While the city's tradition of boozed up brunches was mentioned by the panel, their main argument for increased alcohol flow centered on sporting events, specifically special American football games played abroad (and broadcast on Sunday mornings in the States) and European soccer games being broadcast live from their respective countries. The report specifically points to a Buffalo Bills game broadcast from London at 9:30 a.m. in New York and the upcoming New York Giants game that'll be played in London and similarly broadcast in New York before noon on Sunday.

The Working Group recommends that the ABCL be amended to allow on-premises licensees to serve alcoholic beverages earlier on Sundays. The Working Group proposes two options: changing the end of prohibited hours from noon to 8 am for all on-premises licenses; or creating a permit system that would allow on-premises licenses to serve earlier on Sundays. Such a permit could be issued either for specific events or on a calendar year basis, or both.

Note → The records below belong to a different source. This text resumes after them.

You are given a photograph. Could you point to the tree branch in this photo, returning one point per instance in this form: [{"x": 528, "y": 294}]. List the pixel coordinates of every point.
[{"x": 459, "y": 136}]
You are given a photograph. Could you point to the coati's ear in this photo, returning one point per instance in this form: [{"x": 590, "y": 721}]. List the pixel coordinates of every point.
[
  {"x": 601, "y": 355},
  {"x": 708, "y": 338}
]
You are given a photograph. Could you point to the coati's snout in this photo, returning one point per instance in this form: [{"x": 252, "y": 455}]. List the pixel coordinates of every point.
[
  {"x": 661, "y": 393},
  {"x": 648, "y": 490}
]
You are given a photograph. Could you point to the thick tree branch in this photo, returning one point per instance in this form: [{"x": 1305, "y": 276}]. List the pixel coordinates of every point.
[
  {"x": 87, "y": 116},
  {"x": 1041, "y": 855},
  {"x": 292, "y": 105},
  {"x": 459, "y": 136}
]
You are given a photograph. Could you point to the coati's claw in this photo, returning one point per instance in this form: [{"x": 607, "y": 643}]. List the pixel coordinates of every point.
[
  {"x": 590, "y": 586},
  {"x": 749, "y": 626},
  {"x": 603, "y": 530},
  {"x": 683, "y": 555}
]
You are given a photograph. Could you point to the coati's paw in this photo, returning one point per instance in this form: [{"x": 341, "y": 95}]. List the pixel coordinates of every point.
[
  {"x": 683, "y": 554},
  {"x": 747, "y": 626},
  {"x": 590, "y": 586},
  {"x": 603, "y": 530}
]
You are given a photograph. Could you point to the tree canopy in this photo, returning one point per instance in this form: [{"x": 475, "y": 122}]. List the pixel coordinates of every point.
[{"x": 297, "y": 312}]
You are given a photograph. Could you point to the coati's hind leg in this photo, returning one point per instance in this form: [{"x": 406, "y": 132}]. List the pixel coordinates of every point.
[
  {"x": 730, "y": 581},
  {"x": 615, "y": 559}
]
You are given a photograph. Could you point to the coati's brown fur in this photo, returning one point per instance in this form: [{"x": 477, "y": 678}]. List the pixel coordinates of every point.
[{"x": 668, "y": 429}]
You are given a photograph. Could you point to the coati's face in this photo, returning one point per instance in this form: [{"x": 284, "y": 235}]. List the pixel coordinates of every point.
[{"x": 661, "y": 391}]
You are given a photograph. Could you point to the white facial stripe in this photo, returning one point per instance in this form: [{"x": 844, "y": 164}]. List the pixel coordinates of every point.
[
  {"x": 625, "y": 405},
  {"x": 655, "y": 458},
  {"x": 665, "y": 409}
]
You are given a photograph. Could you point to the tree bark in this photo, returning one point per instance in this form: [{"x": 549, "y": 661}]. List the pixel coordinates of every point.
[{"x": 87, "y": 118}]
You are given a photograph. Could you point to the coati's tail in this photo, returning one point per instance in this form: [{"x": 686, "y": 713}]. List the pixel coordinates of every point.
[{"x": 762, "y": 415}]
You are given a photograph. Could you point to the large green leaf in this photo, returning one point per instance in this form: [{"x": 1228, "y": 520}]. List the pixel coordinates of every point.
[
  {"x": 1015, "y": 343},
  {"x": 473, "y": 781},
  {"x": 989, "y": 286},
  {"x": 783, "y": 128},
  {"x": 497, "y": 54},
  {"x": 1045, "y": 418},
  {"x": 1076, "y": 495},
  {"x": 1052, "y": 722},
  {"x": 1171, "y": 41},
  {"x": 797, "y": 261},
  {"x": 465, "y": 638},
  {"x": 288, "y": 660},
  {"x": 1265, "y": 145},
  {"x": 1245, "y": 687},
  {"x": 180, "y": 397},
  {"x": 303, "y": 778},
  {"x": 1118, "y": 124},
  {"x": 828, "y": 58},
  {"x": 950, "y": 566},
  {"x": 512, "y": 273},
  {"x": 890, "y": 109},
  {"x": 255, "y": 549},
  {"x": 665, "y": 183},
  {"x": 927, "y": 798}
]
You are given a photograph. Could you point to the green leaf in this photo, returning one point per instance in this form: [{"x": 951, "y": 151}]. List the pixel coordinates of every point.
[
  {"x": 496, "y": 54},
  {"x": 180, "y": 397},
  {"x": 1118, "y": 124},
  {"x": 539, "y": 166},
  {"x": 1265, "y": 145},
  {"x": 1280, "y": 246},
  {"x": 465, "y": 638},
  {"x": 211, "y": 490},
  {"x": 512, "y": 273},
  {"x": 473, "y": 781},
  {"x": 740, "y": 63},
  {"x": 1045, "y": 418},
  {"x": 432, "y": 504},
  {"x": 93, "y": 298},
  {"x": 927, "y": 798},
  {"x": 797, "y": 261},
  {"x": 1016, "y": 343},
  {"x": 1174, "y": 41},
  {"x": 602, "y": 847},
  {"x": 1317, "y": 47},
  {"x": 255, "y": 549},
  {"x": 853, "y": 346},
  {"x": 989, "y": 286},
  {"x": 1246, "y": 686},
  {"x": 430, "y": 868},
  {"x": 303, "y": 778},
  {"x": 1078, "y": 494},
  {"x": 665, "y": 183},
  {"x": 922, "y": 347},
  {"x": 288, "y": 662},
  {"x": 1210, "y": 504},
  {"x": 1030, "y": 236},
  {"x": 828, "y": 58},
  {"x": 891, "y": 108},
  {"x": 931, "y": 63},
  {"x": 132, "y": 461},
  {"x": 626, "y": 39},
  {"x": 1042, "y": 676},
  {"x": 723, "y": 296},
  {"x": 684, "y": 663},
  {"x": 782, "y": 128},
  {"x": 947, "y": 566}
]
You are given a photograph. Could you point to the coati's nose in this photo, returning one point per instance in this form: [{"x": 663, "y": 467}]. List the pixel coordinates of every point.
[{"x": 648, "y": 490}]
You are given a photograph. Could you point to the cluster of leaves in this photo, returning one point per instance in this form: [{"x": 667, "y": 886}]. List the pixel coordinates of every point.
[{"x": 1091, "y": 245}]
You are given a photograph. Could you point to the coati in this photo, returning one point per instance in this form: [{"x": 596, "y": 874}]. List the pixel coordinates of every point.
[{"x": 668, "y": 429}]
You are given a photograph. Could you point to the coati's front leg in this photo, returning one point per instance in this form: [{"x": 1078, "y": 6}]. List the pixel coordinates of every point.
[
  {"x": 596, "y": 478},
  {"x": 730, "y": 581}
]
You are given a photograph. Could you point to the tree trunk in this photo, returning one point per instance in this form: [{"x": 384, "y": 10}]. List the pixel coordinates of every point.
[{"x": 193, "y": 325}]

"This administration has taken important steps to cut red tape, roll back burdensome recommendations and help this industry continue to grow," Cuomo said in a statement. The administration approved legislation that instituted a new license program for farm cideries, among other moves to support the booze industry in the state. It also approved canine companions in outdoor bars and restaurants, so there's a healthy amount of optimism that booze hounds will be thrown a similar bone.